Terminals are one of Anniversary's new offerings, little panels ferreted away in corners of the remastered campaign that expand on Halo's increasingly stretched mythology. There are glimpses, for those immersed enough in the lore to decipher them, of what lies in wait for Halo 4, though it's ultimately jarring to see the simple sci-fi of the original mixed in with the weighty and self-important mythos that's increasingly marred the series. It's a conflict that's felt more urgently elsewhere.
There's a grating tension at the heart of Anniversary, and its visuals, for all of their splendour, lack the harmony of Grezzo's work on Ocarina of Time. Instead of being teased into the new look, the original's artwork is too often just trampled over.
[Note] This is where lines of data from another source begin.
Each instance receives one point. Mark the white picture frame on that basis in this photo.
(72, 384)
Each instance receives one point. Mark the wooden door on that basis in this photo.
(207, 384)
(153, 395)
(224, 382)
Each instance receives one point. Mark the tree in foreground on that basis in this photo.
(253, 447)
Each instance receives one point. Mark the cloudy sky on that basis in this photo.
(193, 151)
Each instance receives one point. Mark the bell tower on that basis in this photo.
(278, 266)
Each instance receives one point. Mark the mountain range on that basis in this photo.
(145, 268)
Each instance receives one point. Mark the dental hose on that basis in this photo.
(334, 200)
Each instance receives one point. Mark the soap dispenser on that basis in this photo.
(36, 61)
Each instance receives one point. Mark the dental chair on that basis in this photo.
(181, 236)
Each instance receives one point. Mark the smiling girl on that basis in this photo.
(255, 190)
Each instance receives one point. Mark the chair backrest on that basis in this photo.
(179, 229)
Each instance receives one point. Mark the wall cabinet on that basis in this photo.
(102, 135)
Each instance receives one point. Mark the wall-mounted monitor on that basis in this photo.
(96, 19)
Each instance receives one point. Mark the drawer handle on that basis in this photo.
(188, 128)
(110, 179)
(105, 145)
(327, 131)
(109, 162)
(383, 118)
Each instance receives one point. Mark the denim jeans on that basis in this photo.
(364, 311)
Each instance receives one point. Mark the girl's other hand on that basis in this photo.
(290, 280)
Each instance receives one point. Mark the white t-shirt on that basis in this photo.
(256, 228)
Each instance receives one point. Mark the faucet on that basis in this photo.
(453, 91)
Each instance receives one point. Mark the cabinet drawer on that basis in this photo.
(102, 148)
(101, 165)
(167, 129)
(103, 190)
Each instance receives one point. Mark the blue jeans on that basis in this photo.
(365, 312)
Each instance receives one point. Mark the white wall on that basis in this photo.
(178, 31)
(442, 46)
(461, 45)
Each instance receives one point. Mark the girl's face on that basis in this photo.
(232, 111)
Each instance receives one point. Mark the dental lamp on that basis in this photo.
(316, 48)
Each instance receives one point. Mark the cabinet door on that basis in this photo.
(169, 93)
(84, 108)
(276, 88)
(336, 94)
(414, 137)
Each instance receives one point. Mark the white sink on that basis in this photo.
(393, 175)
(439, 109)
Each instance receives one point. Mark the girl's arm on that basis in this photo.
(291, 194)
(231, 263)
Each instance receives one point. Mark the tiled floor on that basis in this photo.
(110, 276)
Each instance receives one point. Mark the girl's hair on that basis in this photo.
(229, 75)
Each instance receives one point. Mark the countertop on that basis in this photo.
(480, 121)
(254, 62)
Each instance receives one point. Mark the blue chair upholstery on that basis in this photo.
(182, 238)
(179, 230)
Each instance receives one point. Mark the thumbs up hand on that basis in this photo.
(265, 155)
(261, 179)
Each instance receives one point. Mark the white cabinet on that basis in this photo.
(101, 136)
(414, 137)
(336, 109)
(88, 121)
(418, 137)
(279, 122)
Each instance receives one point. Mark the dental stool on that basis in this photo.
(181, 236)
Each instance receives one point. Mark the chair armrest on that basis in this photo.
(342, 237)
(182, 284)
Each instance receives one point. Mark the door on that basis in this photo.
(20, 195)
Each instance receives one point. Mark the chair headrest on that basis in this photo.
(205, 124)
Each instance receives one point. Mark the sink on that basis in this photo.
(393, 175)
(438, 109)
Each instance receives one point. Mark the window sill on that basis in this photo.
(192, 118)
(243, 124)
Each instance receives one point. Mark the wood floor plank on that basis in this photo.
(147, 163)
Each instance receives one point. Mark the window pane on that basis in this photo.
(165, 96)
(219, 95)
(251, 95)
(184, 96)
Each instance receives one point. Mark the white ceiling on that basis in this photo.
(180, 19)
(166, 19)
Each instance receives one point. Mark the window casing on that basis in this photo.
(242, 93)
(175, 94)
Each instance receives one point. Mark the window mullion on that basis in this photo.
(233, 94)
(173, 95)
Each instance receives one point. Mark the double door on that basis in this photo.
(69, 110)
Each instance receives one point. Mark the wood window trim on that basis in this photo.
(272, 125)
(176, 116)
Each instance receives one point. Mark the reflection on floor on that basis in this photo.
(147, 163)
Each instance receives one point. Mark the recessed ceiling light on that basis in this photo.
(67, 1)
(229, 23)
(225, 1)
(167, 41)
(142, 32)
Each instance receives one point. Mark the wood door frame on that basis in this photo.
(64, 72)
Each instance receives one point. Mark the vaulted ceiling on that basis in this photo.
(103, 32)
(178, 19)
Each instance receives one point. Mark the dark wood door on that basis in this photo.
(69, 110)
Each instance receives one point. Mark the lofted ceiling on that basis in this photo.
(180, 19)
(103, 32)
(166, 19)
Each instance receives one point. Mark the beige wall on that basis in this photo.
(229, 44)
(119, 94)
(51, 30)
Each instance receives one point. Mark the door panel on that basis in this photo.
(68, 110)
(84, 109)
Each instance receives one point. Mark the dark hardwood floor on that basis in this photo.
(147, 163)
The golden brown dust of Combat Evolved's world has been turned to burning white sand, while the dark expanses at the depths of the Forerunner architecture have been lit up and filled out with panels of electric-blue steel. There's still a sense of wonder here, but it's a more garish one than the melancholic fantasy conjured by Bungie.
And if at times Anniversary's new look is insensitive, at others it's just plain clumsy. Some of Bungie's visual cues have mysteriously not made the journey over to the remastered version, the flashing doors that signpost the way in Assault on the Control Room being absent in Anniversary's new mode. Cloaked elites, meanwhile, are hidden within the new detail and clutter, demanding that you often have to switch over to the classic visuals in order to progress.
It makes for a curious game, and one that's as problematic as it is exhilarating. This is no longer Bungie's Halo, though much of what made the original so successful is here and intact. It's an awkward reinvention that manages to be at once faithful and a little wide of the mark. But such is the strength of Combat Evolved, this is still an Anniversary that's worth celebrating.